The delicate issues surrounding race, class and heritage that marinated over the following years became central to her expression and is the subject of the long-anticipated third album 'Let My Country Awake', a six-track love letter serenading Britain's immigrant identity. In addition to her electronic classical production style and multi-octave operatic singing prowess, she features the additional voices of Nikesh Shukla, Salena Godden and Darren Chetley (writers who penned profoundly personal essays to Shukla's best-selling 2016 book 'The Good Immigrant') to help vocalise their story in unison. It's both a passionate and tongue-in-cheek jab that provokes important questions confronting millions of Britons day to day and adds to the rich pantheon of trailblazing South Asian iconography that exists alongside other important offshoots gaining momentum such as the work of Hungama, Daytimers, Baesianz and Azeema Magazine.

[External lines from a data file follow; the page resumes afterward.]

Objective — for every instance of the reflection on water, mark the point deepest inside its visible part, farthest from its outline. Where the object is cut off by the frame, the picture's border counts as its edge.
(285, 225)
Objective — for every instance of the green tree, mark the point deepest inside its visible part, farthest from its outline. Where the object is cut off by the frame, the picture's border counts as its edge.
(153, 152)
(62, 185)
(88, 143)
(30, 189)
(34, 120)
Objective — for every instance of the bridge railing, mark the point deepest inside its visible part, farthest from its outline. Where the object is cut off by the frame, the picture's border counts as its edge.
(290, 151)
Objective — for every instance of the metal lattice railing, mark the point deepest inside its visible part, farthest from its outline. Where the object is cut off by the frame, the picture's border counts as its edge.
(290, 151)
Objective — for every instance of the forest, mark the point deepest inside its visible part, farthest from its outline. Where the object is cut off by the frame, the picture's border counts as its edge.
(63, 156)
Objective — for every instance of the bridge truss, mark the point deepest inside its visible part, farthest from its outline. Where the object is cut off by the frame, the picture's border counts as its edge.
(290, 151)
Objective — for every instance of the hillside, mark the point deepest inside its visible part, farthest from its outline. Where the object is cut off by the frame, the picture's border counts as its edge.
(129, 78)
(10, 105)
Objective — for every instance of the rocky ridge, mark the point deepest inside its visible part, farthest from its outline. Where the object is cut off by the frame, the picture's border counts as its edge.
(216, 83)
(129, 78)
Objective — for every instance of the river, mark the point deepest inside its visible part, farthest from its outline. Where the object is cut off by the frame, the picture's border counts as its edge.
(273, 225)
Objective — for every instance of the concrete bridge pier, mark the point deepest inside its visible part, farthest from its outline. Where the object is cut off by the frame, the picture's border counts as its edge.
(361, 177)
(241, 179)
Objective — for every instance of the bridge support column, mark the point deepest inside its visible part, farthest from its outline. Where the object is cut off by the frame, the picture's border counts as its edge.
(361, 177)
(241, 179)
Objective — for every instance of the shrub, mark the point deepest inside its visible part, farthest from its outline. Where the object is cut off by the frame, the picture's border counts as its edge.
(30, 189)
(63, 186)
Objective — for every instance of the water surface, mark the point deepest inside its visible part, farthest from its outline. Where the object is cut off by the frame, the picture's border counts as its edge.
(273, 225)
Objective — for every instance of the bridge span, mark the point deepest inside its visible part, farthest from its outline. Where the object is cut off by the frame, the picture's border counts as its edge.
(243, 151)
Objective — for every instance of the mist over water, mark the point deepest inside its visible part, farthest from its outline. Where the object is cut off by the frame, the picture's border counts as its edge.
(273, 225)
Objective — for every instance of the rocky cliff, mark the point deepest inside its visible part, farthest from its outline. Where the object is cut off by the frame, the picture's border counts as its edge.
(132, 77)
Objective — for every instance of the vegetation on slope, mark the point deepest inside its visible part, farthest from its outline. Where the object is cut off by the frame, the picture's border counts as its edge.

It's a crying shame that Bishi isn't more of a household name given her prolific output over the last decade. For an artist who was once dubbed 'the next big thing' following an appearance on Live on Jonathan Ross in her teens, Bishi has fought tirelessly against the music industry's sexist and racist hurdles, blossoming gracefully into the avant-garde artist she is today.

"It's been really really fucking hard. But your creativity and your craft ultimately sets you free... it's been really hard but I can feel something turn, and I've done it on my own".

In an industry where South Asian female musicians are significantly under-represented, Bishi is an inimitable powerhouse whose accomplishments stand to inspire artists of today and for generations to come.